Fecham-se os ciclos de emoção e expectativa que marcaram uma edição caseira dos Jogos de Inverno em Milão-Cortina. Houve gosto amargo para Arianna Fontana — a sua última corrida nos 1.500 metros não rendeu um lugar no pódio —, mas o balanço da pista curta mantém-se rico: os azzurri garantiram o bronze na staffetta 5.000 metros masculino, e a nova geração da Itália voltou a dar sinais consistentes de progresso.
Na prova dos 1.500 m, a estrela da patinação veloz tentou até o fim. Depois de uma queda nas baterias que deixou contusão no glúteo e nas costas, Arianna Fontana disputou a quinta e última final de sua carreira olímpica e cruzou a linha em quinto lugar. Foi um desfecho que mistura frustração e reconhecimento: aos 35 anos, com cinco finais disputadas nesta edição, ela encerra os Jogos em casa com um desempenho que confirma sua dimensão histórica no esporte italiano — múltiplas medalhas e uma trajetória que transcendencia resultados isolados.
A partida dos 1.500 m esteve repleta de surpresas. Saltaram da disputa nomes de peso, abrindo caminho para que Fontana buscasse uma nova consagração; no entanto, as consequências físicas da queda limitaram suas reservas. Em tribuna, cenas humanas da competição: o ministro Matteo Salvini acompanhou tenso as alternâncias da prova, ora cerrando os punhos, ora aplaudindo. A imagem resume bem o que são os Jogos — palco onde política, emoção e memória coletiva se entrelaçam.
Se a despedida de Arianna Fontana não teve o brilho do pódio individual, o presente e o futuro da disciplina respiram com força. Arianna Sighel, já conhecida pelo sobrenome que carrega uma tradição no gelo (filha do velocista Roberto Sighel), consolidou-se com uma atuação sólida e terminou seis entre as melhores, enquanto a jovem Elisa Confortola confirmou-se como herdeira natural da vaga de liderança feminina: uma atleta em crescimento, que fechou a prova em oitavo e acumulou experiência valiosa.
A prova feminina também ficou marcada pela recuperação de Xandra Velzeboer, que, apesar de uma semifinal atribulada — com uma queda perigosa no interior da curva — retornou à pista para a final B e ofereceu uma lição de caráter e esportividade.
No turno dos revezamentos, a Itália mostrou coesão.
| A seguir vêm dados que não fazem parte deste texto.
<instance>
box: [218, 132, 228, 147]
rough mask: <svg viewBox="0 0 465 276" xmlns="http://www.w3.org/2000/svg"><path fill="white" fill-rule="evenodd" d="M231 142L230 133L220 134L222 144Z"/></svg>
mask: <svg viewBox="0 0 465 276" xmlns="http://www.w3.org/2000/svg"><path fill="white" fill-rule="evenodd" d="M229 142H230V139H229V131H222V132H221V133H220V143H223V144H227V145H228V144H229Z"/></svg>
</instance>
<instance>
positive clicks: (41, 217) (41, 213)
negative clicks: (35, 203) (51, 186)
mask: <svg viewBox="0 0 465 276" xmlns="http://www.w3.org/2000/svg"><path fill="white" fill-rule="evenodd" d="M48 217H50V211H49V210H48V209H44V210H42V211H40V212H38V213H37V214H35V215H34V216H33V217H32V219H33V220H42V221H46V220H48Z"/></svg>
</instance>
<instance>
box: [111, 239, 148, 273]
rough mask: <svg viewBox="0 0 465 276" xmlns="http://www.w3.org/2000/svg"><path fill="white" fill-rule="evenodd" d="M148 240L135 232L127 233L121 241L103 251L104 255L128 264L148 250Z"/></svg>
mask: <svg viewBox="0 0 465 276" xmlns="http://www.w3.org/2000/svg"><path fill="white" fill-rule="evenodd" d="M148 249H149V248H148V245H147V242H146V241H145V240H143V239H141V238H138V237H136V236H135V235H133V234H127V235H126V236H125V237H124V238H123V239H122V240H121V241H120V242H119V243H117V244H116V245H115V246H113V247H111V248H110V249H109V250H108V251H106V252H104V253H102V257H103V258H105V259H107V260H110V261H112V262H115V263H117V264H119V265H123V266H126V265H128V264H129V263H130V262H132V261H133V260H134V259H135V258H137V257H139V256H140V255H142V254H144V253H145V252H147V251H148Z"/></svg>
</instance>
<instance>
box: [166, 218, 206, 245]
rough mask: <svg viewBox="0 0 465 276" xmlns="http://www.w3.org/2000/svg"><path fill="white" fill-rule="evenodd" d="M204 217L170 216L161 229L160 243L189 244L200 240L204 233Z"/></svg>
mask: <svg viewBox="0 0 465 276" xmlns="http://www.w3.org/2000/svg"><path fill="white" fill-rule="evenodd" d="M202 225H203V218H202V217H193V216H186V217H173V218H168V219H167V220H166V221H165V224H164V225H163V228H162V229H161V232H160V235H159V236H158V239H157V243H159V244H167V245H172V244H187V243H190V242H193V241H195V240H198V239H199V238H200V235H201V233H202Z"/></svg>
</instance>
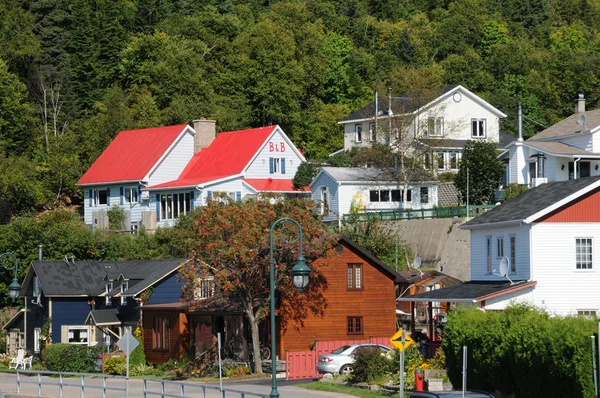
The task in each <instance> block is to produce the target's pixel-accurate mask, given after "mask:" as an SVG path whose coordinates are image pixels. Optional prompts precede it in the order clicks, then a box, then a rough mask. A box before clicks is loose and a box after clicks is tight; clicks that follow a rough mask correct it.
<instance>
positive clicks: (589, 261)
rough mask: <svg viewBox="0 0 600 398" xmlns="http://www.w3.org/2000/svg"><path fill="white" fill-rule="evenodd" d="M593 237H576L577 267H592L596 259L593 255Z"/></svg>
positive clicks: (576, 254) (576, 262) (581, 267)
mask: <svg viewBox="0 0 600 398" xmlns="http://www.w3.org/2000/svg"><path fill="white" fill-rule="evenodd" d="M592 249H593V244H592V238H575V268H576V269H592V268H593V265H594V259H593V256H592Z"/></svg>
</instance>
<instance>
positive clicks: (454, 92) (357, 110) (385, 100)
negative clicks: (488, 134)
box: [338, 85, 506, 124]
mask: <svg viewBox="0 0 600 398" xmlns="http://www.w3.org/2000/svg"><path fill="white" fill-rule="evenodd" d="M457 91H460V92H461V93H462V94H464V95H466V96H468V97H469V98H471V99H472V100H473V101H475V102H477V103H479V104H480V105H481V106H483V107H484V108H486V109H488V110H489V111H491V112H492V113H495V114H496V115H498V117H506V115H505V114H504V113H502V112H501V111H500V110H498V109H496V108H495V107H493V106H492V105H491V104H490V103H488V102H486V101H484V100H483V99H481V97H479V96H477V95H475V94H474V93H472V92H471V91H469V90H467V89H466V88H464V87H463V86H461V85H458V86H455V87H445V88H442V89H440V90H438V91H437V95H438V97H437V98H435V99H434V100H433V101H427V99H424V98H421V96H420V95H418V94H402V95H395V96H392V104H391V108H392V113H393V114H394V116H399V115H409V114H413V113H414V114H417V113H419V112H422V111H423V110H425V109H427V108H429V107H431V106H433V105H434V104H436V103H438V102H440V101H443V100H444V99H446V98H448V97H450V96H452V95H454V93H455V92H457ZM381 98H382V99H381V100H380V102H379V117H381V118H382V119H383V118H387V117H388V114H387V113H388V108H389V106H388V99H387V97H384V96H382V97H381ZM374 118H375V101H373V102H371V103H370V104H368V105H367V106H365V107H363V108H361V109H359V110H357V111H356V112H353V113H351V114H350V115H348V116H346V117H345V118H343V119H342V120H340V121H339V122H338V123H340V124H345V123H349V122H353V121H357V122H358V121H363V120H371V119H374Z"/></svg>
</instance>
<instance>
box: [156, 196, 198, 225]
mask: <svg viewBox="0 0 600 398" xmlns="http://www.w3.org/2000/svg"><path fill="white" fill-rule="evenodd" d="M190 206H191V202H190V193H189V192H185V193H184V192H182V193H163V194H161V195H160V219H161V220H174V219H177V218H179V216H183V215H186V214H188V213H189V212H190V211H191V209H190Z"/></svg>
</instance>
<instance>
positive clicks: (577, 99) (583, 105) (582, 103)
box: [575, 94, 585, 113]
mask: <svg viewBox="0 0 600 398" xmlns="http://www.w3.org/2000/svg"><path fill="white" fill-rule="evenodd" d="M583 112H585V98H584V97H583V94H579V98H577V105H575V113H583Z"/></svg>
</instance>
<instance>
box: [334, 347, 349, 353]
mask: <svg viewBox="0 0 600 398" xmlns="http://www.w3.org/2000/svg"><path fill="white" fill-rule="evenodd" d="M348 348H350V346H349V345H345V346H343V347H340V348H338V349H337V350H335V351H333V352H332V354H341V353H342V352H344V351H346V350H347V349H348Z"/></svg>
Na staffetta 5.000 metros masculina, a Holanda subiu ao degrau mais alto, a Coreia do Sul levou o prata, e a equipe composta por Pietro Sighel, Thomas Nadalini, Luca Spechenhauser e Andrea Cassinelli conquistou o bronze, acrescentando um pingo de redenção ao encerramento do programa de short track. A medalha masculina aumentou o total da delegação italiana e simbolizou a resiliência de um movimento que, mesmo numa noite de despedida para uma rainha do gelo, soube reinventar-se.
Mais do que resultados, ficou a imagem de uma geração que passa o bastão com dignidade, de uma atleta que sai de cena levando consigo uma coleção de memórias e de um país que reafirma, nas pistas de curta distância, uma tradição de técnica e resistência. Em breve, será necessário contatar o passado e projetar o futuro: há quem olhe para 2030, mas antes cabe a cada um metabolizar o que estes dias em Milão-Cortina representaram — para o esporte italiano e para a própria identidade coletiva que o acompanha.